With all due respect to Romaine lettuce and creme brûlée and pesto and cilantro and chicken bacon ranch pizza, today’s post is about the old, the comforting, the stable, the proven, and the memories. I don’t think my mother knew the meanings of most of those words, let alone how to eat or prepare them. And it seems like maybe fat grams and carbohydrates didn’t exist back then either. Yet I love the marriage of old and modern and muse often about what will feel “old” to my children when they’re my age?
Some years ago, we siblings and our spouses explored rural Switzerland, Germany and Holland. While there, we discovered some of the local foods to feel strangely familiar and for sure like something we’d have eaten at grandma’s house. So it is that 300 years later, the pastries, the pork and sauerkraut, the pickles and fried potatoes maintain a common thread in our own kitchens. I never felt that same kinship with food when traveling in Latin America or the Middle East. Arugula and quinoa have their place and I love messing around with oriental pad Thai. But for sentimentality, comfort, and memories, my children will know what apple dumplings are, and baked turkey dressing.

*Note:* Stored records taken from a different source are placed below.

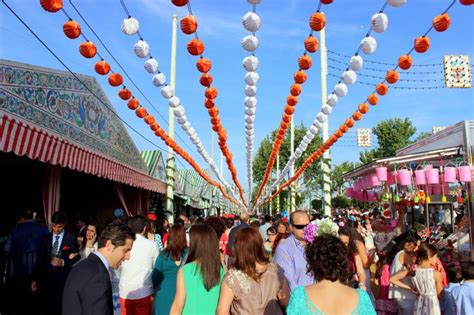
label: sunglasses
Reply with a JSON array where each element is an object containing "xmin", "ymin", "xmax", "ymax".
[{"xmin": 293, "ymin": 223, "xmax": 309, "ymax": 230}]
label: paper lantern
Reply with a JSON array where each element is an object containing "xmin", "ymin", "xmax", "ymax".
[
  {"xmin": 304, "ymin": 35, "xmax": 319, "ymax": 53},
  {"xmin": 109, "ymin": 73, "xmax": 123, "ymax": 86},
  {"xmin": 375, "ymin": 83, "xmax": 388, "ymax": 96},
  {"xmin": 244, "ymin": 71, "xmax": 260, "ymax": 86},
  {"xmin": 358, "ymin": 103, "xmax": 369, "ymax": 114},
  {"xmin": 127, "ymin": 98, "xmax": 140, "ymax": 110},
  {"xmin": 241, "ymin": 35, "xmax": 258, "ymax": 52},
  {"xmin": 245, "ymin": 85, "xmax": 257, "ymax": 96},
  {"xmin": 94, "ymin": 60, "xmax": 110, "ymax": 75},
  {"xmin": 242, "ymin": 12, "xmax": 261, "ymax": 33},
  {"xmin": 143, "ymin": 58, "xmax": 160, "ymax": 74},
  {"xmin": 40, "ymin": 0, "xmax": 63, "ymax": 13},
  {"xmin": 388, "ymin": 0, "xmax": 407, "ymax": 8},
  {"xmin": 187, "ymin": 38, "xmax": 204, "ymax": 56},
  {"xmin": 171, "ymin": 0, "xmax": 189, "ymax": 7},
  {"xmin": 367, "ymin": 94, "xmax": 379, "ymax": 106},
  {"xmin": 290, "ymin": 84, "xmax": 302, "ymax": 96},
  {"xmin": 360, "ymin": 36, "xmax": 377, "ymax": 54},
  {"xmin": 152, "ymin": 72, "xmax": 166, "ymax": 86},
  {"xmin": 286, "ymin": 95, "xmax": 298, "ymax": 106},
  {"xmin": 415, "ymin": 36, "xmax": 430, "ymax": 53},
  {"xmin": 298, "ymin": 55, "xmax": 313, "ymax": 70},
  {"xmin": 327, "ymin": 94, "xmax": 338, "ymax": 107},
  {"xmin": 309, "ymin": 12, "xmax": 326, "ymax": 32},
  {"xmin": 433, "ymin": 13, "xmax": 451, "ymax": 32},
  {"xmin": 372, "ymin": 12, "xmax": 388, "ymax": 33},
  {"xmin": 135, "ymin": 107, "xmax": 147, "ymax": 118},
  {"xmin": 179, "ymin": 15, "xmax": 197, "ymax": 35},
  {"xmin": 334, "ymin": 83, "xmax": 347, "ymax": 97},
  {"xmin": 242, "ymin": 56, "xmax": 258, "ymax": 71},
  {"xmin": 133, "ymin": 39, "xmax": 150, "ymax": 58},
  {"xmin": 342, "ymin": 70, "xmax": 357, "ymax": 84},
  {"xmin": 398, "ymin": 55, "xmax": 413, "ymax": 70},
  {"xmin": 63, "ymin": 20, "xmax": 81, "ymax": 39},
  {"xmin": 385, "ymin": 70, "xmax": 399, "ymax": 84},
  {"xmin": 293, "ymin": 70, "xmax": 308, "ymax": 84},
  {"xmin": 122, "ymin": 17, "xmax": 140, "ymax": 35},
  {"xmin": 119, "ymin": 88, "xmax": 132, "ymax": 101},
  {"xmin": 349, "ymin": 55, "xmax": 364, "ymax": 71},
  {"xmin": 79, "ymin": 41, "xmax": 97, "ymax": 58},
  {"xmin": 199, "ymin": 73, "xmax": 212, "ymax": 87}
]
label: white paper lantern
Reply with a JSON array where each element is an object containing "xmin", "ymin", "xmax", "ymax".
[
  {"xmin": 241, "ymin": 35, "xmax": 258, "ymax": 52},
  {"xmin": 242, "ymin": 56, "xmax": 258, "ymax": 71},
  {"xmin": 144, "ymin": 58, "xmax": 160, "ymax": 74},
  {"xmin": 152, "ymin": 72, "xmax": 166, "ymax": 86},
  {"xmin": 342, "ymin": 70, "xmax": 357, "ymax": 84},
  {"xmin": 244, "ymin": 71, "xmax": 260, "ymax": 85},
  {"xmin": 316, "ymin": 113, "xmax": 328, "ymax": 123},
  {"xmin": 245, "ymin": 85, "xmax": 257, "ymax": 96},
  {"xmin": 133, "ymin": 39, "xmax": 150, "ymax": 58},
  {"xmin": 349, "ymin": 55, "xmax": 364, "ymax": 71},
  {"xmin": 334, "ymin": 83, "xmax": 347, "ymax": 97},
  {"xmin": 122, "ymin": 17, "xmax": 140, "ymax": 35},
  {"xmin": 244, "ymin": 96, "xmax": 257, "ymax": 108},
  {"xmin": 242, "ymin": 12, "xmax": 261, "ymax": 33},
  {"xmin": 360, "ymin": 36, "xmax": 377, "ymax": 54},
  {"xmin": 161, "ymin": 85, "xmax": 174, "ymax": 98},
  {"xmin": 321, "ymin": 104, "xmax": 332, "ymax": 116},
  {"xmin": 388, "ymin": 0, "xmax": 407, "ymax": 8},
  {"xmin": 168, "ymin": 96, "xmax": 181, "ymax": 108},
  {"xmin": 372, "ymin": 13, "xmax": 388, "ymax": 33},
  {"xmin": 327, "ymin": 94, "xmax": 337, "ymax": 107}
]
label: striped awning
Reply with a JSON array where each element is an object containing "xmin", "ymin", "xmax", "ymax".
[{"xmin": 0, "ymin": 112, "xmax": 166, "ymax": 193}]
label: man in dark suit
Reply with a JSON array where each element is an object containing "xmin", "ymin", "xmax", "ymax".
[
  {"xmin": 31, "ymin": 212, "xmax": 80, "ymax": 315},
  {"xmin": 62, "ymin": 222, "xmax": 135, "ymax": 315}
]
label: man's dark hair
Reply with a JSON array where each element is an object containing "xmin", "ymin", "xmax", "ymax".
[
  {"xmin": 51, "ymin": 211, "xmax": 67, "ymax": 224},
  {"xmin": 98, "ymin": 222, "xmax": 135, "ymax": 248},
  {"xmin": 127, "ymin": 215, "xmax": 147, "ymax": 234}
]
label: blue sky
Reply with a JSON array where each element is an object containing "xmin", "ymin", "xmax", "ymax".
[{"xmin": 0, "ymin": 0, "xmax": 474, "ymax": 194}]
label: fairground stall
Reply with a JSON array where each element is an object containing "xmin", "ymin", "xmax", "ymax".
[{"xmin": 344, "ymin": 120, "xmax": 474, "ymax": 259}]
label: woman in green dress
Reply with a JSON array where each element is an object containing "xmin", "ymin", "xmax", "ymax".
[
  {"xmin": 170, "ymin": 224, "xmax": 224, "ymax": 315},
  {"xmin": 153, "ymin": 224, "xmax": 187, "ymax": 315}
]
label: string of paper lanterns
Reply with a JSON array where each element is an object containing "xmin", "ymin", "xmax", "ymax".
[
  {"xmin": 253, "ymin": 0, "xmax": 332, "ymax": 205},
  {"xmin": 258, "ymin": 0, "xmax": 462, "ymax": 210},
  {"xmin": 40, "ymin": 0, "xmax": 240, "ymax": 210},
  {"xmin": 171, "ymin": 0, "xmax": 250, "ymax": 206},
  {"xmin": 242, "ymin": 0, "xmax": 261, "ymax": 200}
]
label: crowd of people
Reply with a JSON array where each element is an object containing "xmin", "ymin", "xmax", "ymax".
[{"xmin": 4, "ymin": 208, "xmax": 474, "ymax": 315}]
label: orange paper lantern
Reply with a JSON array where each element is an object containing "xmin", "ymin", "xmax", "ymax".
[
  {"xmin": 294, "ymin": 70, "xmax": 308, "ymax": 84},
  {"xmin": 398, "ymin": 55, "xmax": 413, "ymax": 70},
  {"xmin": 298, "ymin": 55, "xmax": 313, "ymax": 70},
  {"xmin": 375, "ymin": 83, "xmax": 388, "ymax": 96},
  {"xmin": 79, "ymin": 42, "xmax": 97, "ymax": 58},
  {"xmin": 290, "ymin": 84, "xmax": 302, "ymax": 96},
  {"xmin": 187, "ymin": 38, "xmax": 204, "ymax": 56},
  {"xmin": 94, "ymin": 60, "xmax": 110, "ymax": 75},
  {"xmin": 304, "ymin": 35, "xmax": 319, "ymax": 53},
  {"xmin": 433, "ymin": 13, "xmax": 451, "ymax": 32},
  {"xmin": 63, "ymin": 20, "xmax": 81, "ymax": 39},
  {"xmin": 109, "ymin": 73, "xmax": 123, "ymax": 86},
  {"xmin": 367, "ymin": 94, "xmax": 379, "ymax": 106},
  {"xmin": 385, "ymin": 70, "xmax": 399, "ymax": 84},
  {"xmin": 415, "ymin": 36, "xmax": 430, "ymax": 53},
  {"xmin": 119, "ymin": 88, "xmax": 132, "ymax": 101},
  {"xmin": 180, "ymin": 15, "xmax": 197, "ymax": 35},
  {"xmin": 40, "ymin": 0, "xmax": 63, "ymax": 13},
  {"xmin": 309, "ymin": 12, "xmax": 326, "ymax": 32}
]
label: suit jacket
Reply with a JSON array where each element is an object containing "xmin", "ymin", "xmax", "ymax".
[{"xmin": 62, "ymin": 253, "xmax": 113, "ymax": 315}]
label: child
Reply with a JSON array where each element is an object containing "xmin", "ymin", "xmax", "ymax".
[{"xmin": 390, "ymin": 243, "xmax": 443, "ymax": 315}]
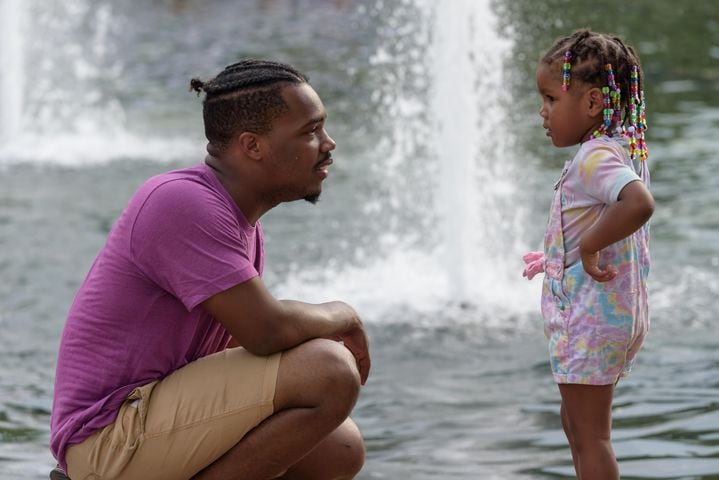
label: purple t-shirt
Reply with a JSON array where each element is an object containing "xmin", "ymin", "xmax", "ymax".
[{"xmin": 50, "ymin": 164, "xmax": 263, "ymax": 467}]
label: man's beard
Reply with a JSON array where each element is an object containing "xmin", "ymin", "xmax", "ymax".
[{"xmin": 304, "ymin": 192, "xmax": 322, "ymax": 205}]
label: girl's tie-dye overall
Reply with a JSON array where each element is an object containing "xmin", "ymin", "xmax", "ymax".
[{"xmin": 542, "ymin": 137, "xmax": 649, "ymax": 385}]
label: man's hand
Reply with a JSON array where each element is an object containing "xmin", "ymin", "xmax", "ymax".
[
  {"xmin": 328, "ymin": 302, "xmax": 371, "ymax": 385},
  {"xmin": 580, "ymin": 250, "xmax": 618, "ymax": 282},
  {"xmin": 339, "ymin": 324, "xmax": 371, "ymax": 385}
]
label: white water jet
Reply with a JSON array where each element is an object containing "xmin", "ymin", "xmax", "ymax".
[
  {"xmin": 281, "ymin": 0, "xmax": 541, "ymax": 327},
  {"xmin": 428, "ymin": 0, "xmax": 534, "ymax": 308},
  {"xmin": 0, "ymin": 0, "xmax": 27, "ymax": 142}
]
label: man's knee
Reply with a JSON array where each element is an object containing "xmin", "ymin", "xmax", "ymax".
[
  {"xmin": 305, "ymin": 339, "xmax": 360, "ymax": 405},
  {"xmin": 275, "ymin": 339, "xmax": 360, "ymax": 418}
]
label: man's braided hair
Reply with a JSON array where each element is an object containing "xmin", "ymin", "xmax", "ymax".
[
  {"xmin": 190, "ymin": 60, "xmax": 309, "ymax": 149},
  {"xmin": 541, "ymin": 29, "xmax": 644, "ymax": 122}
]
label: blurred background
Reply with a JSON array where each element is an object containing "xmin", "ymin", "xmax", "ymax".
[{"xmin": 0, "ymin": 0, "xmax": 719, "ymax": 480}]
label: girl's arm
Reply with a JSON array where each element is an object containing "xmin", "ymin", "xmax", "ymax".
[{"xmin": 579, "ymin": 180, "xmax": 654, "ymax": 282}]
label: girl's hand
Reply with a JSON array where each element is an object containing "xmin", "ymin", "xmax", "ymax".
[{"xmin": 580, "ymin": 250, "xmax": 618, "ymax": 282}]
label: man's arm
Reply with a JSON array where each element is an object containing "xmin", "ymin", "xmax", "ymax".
[{"xmin": 201, "ymin": 277, "xmax": 370, "ymax": 384}]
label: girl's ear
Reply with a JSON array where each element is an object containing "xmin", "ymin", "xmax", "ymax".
[{"xmin": 585, "ymin": 87, "xmax": 604, "ymax": 117}]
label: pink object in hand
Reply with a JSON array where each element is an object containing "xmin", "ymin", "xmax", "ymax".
[{"xmin": 522, "ymin": 252, "xmax": 544, "ymax": 280}]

I will reach for the old cookbook from time to time and while they thank me for the rhubarb custard pie, I’ll tell them again about their grandmother baking pies for the townsfolk, and how she got the brown-on-top look, all while we washed the dishes.
- 1 unbaked (9 in.) pie shell 2 cups diced rhubarb
- 1 TBL melted butter 1 cup sugar
- 2 TBL flour
- 2 eggs
- Cover rhubarb with boiling water and allow to stand for 5 minutes. Pour off water and pour rhubarb into pie shell. Combine remaining ingredients in blender and blend until well mixed. Pour over rhubarb. Bake at 425 for 10 minutes. Reduce heat to 350 for 30 minutes.
- ½ cup pearl tapioca
- 1 cup sugar
- ⅛ teaspoon salt
- 3 oz. strawberry Jell-O
- 1 cups cut up fresh strawberries (or frozen)
- 1½ cups whipped cream (or whipped topping)
- Soak ½ cup pearl tapioca in water overnight. Use at least 3 cups water. This reduces cooking time later. After soaking, pour off all water.
- Bring 3 cups water to boil, add soaked, strained tapioca. Simmer over low heat about 10 minutes, stirring often. Boil until tapioca balls are basically transparent.Add sugar, salt and Jell-O to hot, cooked tapioca. Cool completely before adding fruit. Lightly stir in whipped cream. Serves 12.
- You can change this flavor to a variety of other flavors such as raspberry, peach, etc. Use matching fruits and Jell-O flavors.